If the Europeans dont want it, let them handle affairs by themselves.


----------



## JugBR (Jul 23, 2008)

syscom3 said:


> Just why do we insist in placing a missle defense system in a region of the world that doesnt want us there to begin with?
> 
> If the Europeans dont want it, let them handle affairs by themselves.



they can buy a defense system i they want. they have money for that. 

but my question is why to push russia if the soviet union falled in 92 and they are a democratic free nation ? if iran cant drop bombs in europe, why do this missile defence ?

doesnt been more logical invite russia to nato and incentivate them to cooperate with the atlantic alliance ?


----------



## syscom3 (Jul 23, 2008)

JugBR said:


> doesnt been more logical invite russia to nato and incentivate them to cooperate with the atlantic alliance ?




More than one person has asked that too.


----------



## JugBR (Jul 23, 2008)

treat them as enemies and they will behave as enemies. the Soviet Union no longer exists, why keep Russia away from Western powers decisions ?


----------



## Milos Sijacki (Jul 24, 2008)

USA to invite RUSSIA into NATO???

Personally, I find that SO impossible to happen.....

USA doesn't want Russia and Russia doesn't want USA, that is how the things are.


----------



## Ramirezzz (Jul 24, 2008)

well they plan to use the Cuban bases mainly for the refuelling purposes for the Atlantic patrol flights, it's what they did every year in 70ies and 80ies, so no really Cuban crisis here.


----------



## stasoid (Jul 24, 2008)

Blackjack on its way to Cuba.


----------



## pbfoot (Jul 24, 2008)

I'll guarantee they never got there unnoticed , this being said as a witness to multitudes of scrambles ,


----------



## FLYBOYJ (Jul 24, 2008)

Ramirezzz said:


> well they plan to use the Cuban bases mainly for the refuelling purposes for the Atlantic patrol flights, it's what they did every year in 70ies and 80ies, so no really Cuban crisis here.


I agree 100%


----------



## Matt308 (Jul 24, 2008)

Haztoys said:


> Just wondering is all Matt .."I" was thinking Germany or so..I am wrong as I see...  ...

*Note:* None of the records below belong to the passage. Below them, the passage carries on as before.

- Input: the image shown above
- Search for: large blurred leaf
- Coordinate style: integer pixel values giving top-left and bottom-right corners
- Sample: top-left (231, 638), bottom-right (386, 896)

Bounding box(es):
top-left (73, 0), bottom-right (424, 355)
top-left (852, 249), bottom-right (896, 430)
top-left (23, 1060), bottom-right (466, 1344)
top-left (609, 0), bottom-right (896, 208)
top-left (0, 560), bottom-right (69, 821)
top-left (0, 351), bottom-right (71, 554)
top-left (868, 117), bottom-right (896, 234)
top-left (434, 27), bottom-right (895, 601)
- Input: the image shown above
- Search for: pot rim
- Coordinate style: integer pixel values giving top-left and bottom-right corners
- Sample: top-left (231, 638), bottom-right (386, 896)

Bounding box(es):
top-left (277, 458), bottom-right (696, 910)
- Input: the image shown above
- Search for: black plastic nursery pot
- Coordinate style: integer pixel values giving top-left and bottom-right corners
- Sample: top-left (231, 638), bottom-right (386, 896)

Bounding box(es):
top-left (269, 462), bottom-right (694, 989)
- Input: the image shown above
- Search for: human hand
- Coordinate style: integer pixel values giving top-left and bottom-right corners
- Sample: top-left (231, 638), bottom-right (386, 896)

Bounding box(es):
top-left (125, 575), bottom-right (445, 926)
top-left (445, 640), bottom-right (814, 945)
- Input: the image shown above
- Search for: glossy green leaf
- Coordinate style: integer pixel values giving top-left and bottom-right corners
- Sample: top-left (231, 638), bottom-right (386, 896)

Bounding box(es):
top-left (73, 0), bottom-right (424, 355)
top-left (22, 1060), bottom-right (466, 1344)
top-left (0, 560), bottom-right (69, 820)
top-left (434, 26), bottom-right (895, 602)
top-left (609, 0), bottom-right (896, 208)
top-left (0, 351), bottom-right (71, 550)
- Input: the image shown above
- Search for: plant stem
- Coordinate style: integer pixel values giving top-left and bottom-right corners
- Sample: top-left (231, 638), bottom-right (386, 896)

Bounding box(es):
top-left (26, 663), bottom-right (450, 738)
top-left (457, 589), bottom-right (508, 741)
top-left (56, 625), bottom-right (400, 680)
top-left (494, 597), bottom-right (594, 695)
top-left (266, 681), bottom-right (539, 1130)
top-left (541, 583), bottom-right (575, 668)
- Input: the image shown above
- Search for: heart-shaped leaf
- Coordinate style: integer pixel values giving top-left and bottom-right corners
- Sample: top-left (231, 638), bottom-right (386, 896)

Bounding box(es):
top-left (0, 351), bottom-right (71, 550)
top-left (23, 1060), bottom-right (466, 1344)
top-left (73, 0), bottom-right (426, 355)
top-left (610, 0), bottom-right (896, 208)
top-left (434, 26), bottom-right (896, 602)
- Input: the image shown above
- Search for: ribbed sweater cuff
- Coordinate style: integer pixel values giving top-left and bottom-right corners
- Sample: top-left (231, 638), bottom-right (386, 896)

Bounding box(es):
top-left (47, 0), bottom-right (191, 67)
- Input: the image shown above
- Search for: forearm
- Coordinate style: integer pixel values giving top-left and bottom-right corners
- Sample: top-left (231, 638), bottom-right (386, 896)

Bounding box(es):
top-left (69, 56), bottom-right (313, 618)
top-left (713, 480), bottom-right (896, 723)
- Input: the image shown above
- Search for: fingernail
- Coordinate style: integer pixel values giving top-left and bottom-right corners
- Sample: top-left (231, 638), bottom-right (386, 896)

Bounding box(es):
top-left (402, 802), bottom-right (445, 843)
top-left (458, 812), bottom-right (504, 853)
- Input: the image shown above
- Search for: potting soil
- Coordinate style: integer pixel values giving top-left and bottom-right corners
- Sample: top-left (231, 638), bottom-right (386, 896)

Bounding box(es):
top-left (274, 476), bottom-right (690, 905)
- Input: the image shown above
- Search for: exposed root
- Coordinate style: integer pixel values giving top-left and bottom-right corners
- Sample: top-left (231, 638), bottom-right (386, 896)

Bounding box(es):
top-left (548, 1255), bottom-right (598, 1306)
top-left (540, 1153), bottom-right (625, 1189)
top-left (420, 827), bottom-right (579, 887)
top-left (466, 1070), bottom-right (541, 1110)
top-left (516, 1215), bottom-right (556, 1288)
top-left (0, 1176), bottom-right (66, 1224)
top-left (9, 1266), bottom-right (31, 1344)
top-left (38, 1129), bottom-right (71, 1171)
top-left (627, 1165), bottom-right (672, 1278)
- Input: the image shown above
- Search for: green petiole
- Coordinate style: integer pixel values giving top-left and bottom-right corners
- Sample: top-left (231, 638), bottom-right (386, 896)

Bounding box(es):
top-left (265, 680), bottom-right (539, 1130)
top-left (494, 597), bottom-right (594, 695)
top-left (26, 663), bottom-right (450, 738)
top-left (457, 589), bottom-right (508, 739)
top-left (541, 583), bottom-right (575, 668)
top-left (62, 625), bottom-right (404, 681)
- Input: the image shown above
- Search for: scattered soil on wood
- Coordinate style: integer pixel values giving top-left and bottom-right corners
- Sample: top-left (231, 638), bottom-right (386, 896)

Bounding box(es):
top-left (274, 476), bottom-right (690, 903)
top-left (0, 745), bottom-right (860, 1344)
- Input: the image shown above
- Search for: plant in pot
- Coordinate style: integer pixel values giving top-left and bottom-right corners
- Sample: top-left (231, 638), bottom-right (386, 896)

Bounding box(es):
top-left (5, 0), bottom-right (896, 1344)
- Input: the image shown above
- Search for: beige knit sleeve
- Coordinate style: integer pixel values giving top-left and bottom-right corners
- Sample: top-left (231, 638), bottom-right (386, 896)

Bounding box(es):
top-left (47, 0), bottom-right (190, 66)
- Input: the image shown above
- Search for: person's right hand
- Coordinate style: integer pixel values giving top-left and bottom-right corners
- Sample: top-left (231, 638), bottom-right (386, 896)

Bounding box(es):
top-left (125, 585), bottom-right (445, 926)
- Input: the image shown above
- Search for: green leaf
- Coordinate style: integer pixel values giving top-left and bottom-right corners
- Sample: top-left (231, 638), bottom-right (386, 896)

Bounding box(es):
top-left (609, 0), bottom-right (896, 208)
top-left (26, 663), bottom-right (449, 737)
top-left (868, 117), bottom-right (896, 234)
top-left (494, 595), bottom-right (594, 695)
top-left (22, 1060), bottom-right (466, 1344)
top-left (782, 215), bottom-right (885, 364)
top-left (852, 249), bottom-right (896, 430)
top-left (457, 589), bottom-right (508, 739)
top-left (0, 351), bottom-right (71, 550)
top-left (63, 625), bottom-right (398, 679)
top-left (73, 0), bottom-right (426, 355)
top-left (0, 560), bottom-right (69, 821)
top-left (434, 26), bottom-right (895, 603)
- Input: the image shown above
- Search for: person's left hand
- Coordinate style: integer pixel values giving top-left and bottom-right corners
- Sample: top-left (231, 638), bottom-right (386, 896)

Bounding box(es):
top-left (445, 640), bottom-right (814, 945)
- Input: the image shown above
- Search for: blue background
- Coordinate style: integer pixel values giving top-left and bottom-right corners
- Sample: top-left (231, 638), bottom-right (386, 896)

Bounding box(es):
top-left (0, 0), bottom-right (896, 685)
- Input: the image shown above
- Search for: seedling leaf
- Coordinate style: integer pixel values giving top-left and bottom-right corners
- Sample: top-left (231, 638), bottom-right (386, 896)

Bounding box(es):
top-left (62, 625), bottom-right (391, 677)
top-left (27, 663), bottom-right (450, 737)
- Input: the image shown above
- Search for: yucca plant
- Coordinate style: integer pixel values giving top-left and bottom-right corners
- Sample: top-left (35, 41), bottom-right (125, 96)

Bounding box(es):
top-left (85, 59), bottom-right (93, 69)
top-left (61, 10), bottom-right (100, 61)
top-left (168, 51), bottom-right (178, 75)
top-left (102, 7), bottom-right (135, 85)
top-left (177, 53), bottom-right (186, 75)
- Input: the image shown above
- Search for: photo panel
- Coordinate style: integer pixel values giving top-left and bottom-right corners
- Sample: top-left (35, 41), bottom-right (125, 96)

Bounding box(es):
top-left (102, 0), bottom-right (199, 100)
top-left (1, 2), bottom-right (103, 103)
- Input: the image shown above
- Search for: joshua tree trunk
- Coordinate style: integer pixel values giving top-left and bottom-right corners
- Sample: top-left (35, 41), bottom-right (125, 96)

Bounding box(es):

Hey no offense mean Haz, just that it seems like in today's PC world the US of A is so quickly to be blamed for evil or subterfuge. Yes we have short range attack aircraft at bases such as Japan, South Korea, Alaska and areas of Europe whose MOST capable operation is the F-15E equivalent.

But we sure don't stage B-1s, B-2s or B-52s at any of those bases. Sure we could in time of need. But to do so would only provoke Russia and China. So why would they do the same to provoke us.

And if they do stage Tu-95s or Tu-160s in Cuba, then I say gloves are off for those Russian effers.


----------



## Haztoys (Jul 24, 2008)

Matt308 said:


> Hey no offense mean Haz, just that it seems like in today's PC world the US of A is so quickly to be blamed for evil or subterfuge. Yes we have short range attack aircraft at bases such as Japan, South Korea, Alaska and areas of Europe whose MOST capable operation is the F-15E equivalent.
> 
> But we sure don't stage B-1s, B-2s or B-52s at any of those bases. Sure we could in time of need. But to do so would only provoke Russia and China. So why would they do the same to provoke us.
> 
> And if they do stage Tu-95s or Tu-160s in Cuba, then I say gloves are off for those Russian effers.



I to am an American..And I feel your pain..I wish we would let the world work out there own BS..Does the Russians have the army power they once did to pick a fight..?..I guess they know they can start it and the USA will get the blame how most of the world feels about us these days.. I would think theres been nukes in Cuba for some time ..??? Could be wrong...Lots about this world we do not know about.. Matt you most know how "I" feel as long as I've been here and the way me and Kurska went at it some time back .. The kick America gets old..


----------



## Matt308 (Jul 25, 2008)

Yessir it does. Sure does.


----------



## comiso90 (Jul 25, 2008)

I think we should offer to build a new base for the Russian planes. The threat of Russian bombers in Cuba is a joke. I'm more afraid of Venezuela and Russia strengthening ties.

IMO we'll get cozy with cuba after Fidel kicks it.


----------



## Ramirezzz (Jul 25, 2008)

8)


Matt308 said:


> And if they do stage Tu-95s or Tu-160s in Cuba, then I say gloves are off for those Russian effers.


as been said ,there will be no Russian bombers staged in Cuba, they will land there for refuelling purposes only, breathe normally guys  8)


----------